Szał i histeria na olimpijskiej arenie! Mistrzyni świata przegrała w Paryżu
Japońska gwiazda światowego judo Uta Abe, mistrzyni igrzysk w Tokio, wpadła w histerię i ze łzami w oczach opuszczała olimpijskie tatami w Paryżu po porażce z Diyorą Keldiyorovą z Uzbekistanu w 1/8 finału kategorii 52 kg.
Czterokrotna mistrzyni świata po tym, jak przegrała przez ippon na początku czwartej minuty walki, nie mogła opanować emocji, histerycznie płakała i nawet słowa pocieszenia trenera nie pomagały.

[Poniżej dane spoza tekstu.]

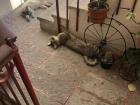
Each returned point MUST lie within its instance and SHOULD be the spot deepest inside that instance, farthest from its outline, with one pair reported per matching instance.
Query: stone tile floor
(60, 77)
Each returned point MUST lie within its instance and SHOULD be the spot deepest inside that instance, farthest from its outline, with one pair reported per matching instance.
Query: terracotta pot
(97, 16)
(137, 41)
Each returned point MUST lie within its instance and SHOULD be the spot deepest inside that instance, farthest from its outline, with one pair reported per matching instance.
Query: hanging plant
(97, 11)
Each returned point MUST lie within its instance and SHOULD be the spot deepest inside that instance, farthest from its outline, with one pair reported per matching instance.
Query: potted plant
(97, 11)
(131, 16)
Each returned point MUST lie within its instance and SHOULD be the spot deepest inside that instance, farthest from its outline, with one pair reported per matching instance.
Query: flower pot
(98, 15)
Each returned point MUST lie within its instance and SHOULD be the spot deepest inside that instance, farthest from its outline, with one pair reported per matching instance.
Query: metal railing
(9, 59)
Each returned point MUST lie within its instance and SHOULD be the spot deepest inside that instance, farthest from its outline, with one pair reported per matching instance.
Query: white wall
(8, 5)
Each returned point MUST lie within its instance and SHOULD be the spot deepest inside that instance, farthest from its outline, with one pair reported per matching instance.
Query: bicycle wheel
(107, 37)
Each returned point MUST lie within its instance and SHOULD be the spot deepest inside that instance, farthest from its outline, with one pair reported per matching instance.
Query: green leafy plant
(132, 16)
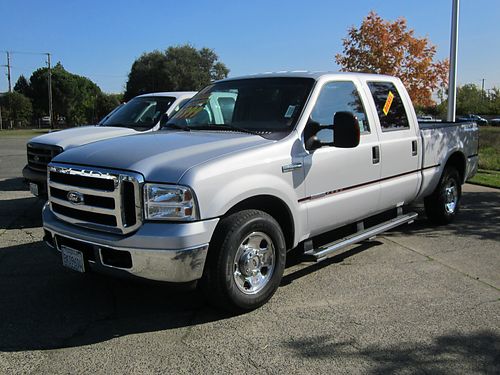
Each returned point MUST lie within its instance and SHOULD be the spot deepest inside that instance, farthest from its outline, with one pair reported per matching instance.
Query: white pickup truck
(142, 113)
(249, 169)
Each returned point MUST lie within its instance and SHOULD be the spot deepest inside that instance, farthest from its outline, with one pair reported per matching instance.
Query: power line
(26, 53)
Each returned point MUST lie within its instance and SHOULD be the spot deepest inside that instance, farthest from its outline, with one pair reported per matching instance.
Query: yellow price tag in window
(388, 103)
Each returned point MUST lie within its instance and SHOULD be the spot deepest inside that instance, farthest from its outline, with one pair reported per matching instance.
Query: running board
(322, 252)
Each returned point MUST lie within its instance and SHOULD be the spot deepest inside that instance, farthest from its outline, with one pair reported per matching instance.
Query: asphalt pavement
(418, 299)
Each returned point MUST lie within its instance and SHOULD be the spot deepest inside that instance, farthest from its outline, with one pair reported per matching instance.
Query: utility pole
(50, 91)
(452, 86)
(8, 71)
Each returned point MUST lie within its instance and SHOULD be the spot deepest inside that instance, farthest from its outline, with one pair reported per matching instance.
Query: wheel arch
(457, 160)
(273, 206)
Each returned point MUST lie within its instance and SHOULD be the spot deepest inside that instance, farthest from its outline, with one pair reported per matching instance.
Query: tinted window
(390, 108)
(338, 97)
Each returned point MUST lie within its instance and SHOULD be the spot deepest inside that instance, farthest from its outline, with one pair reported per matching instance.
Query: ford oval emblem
(75, 197)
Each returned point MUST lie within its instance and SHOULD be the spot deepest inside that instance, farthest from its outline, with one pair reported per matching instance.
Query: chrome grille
(39, 155)
(96, 198)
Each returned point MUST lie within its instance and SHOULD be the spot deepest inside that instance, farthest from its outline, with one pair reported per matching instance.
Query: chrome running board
(322, 252)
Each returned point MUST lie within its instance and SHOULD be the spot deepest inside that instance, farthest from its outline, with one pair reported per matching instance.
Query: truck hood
(160, 156)
(75, 137)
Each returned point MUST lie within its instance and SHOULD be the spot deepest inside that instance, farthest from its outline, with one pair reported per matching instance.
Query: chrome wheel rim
(253, 264)
(451, 196)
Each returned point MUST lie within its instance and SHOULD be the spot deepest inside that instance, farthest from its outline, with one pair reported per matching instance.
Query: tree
(74, 96)
(386, 47)
(22, 86)
(179, 68)
(471, 99)
(105, 104)
(16, 109)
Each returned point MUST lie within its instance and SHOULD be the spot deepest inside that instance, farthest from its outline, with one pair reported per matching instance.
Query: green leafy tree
(179, 68)
(74, 97)
(16, 109)
(105, 104)
(22, 86)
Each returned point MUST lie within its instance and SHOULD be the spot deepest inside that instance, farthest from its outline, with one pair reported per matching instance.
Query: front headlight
(169, 202)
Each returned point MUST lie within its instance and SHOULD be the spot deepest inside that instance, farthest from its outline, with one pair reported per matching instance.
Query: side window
(336, 97)
(179, 106)
(390, 108)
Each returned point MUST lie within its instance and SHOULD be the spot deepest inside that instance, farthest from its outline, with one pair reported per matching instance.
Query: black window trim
(392, 129)
(364, 132)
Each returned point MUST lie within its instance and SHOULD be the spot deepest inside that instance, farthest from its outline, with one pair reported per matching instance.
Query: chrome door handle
(291, 167)
(414, 148)
(375, 154)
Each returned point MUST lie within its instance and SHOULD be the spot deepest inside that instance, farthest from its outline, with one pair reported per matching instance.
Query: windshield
(258, 105)
(141, 112)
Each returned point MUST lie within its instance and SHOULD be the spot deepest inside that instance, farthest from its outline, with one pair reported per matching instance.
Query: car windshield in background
(259, 105)
(142, 112)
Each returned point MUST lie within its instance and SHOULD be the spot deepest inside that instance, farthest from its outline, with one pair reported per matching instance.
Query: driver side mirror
(344, 132)
(163, 119)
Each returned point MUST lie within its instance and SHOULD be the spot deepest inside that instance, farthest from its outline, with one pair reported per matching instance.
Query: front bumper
(173, 252)
(40, 178)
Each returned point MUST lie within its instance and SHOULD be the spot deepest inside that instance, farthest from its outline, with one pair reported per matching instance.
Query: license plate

ZOBACZ TAKŻE: "Otwarta droga do ćwierćfinału". Jak zaprezentowały się polskie siatkarki w meczu z Japonią?
24-letnia Abe nie przegrała żadnych oficjalnych zawodów od 2019 roku i była główną faworytką igrzysk w stolicy Francji w kategorii 52 kg.
Trzy lata temu w Tokio zdobyła złoto kilka minut po tym, jak mistrzem olimpijskim został jej brat Hifumi. W Paryżu oboje chcieli powtórzyć ten wyczyn, bo męska kategoria 66 kg jest rozgrywana także w niedzielę i Abe już awansował do finału.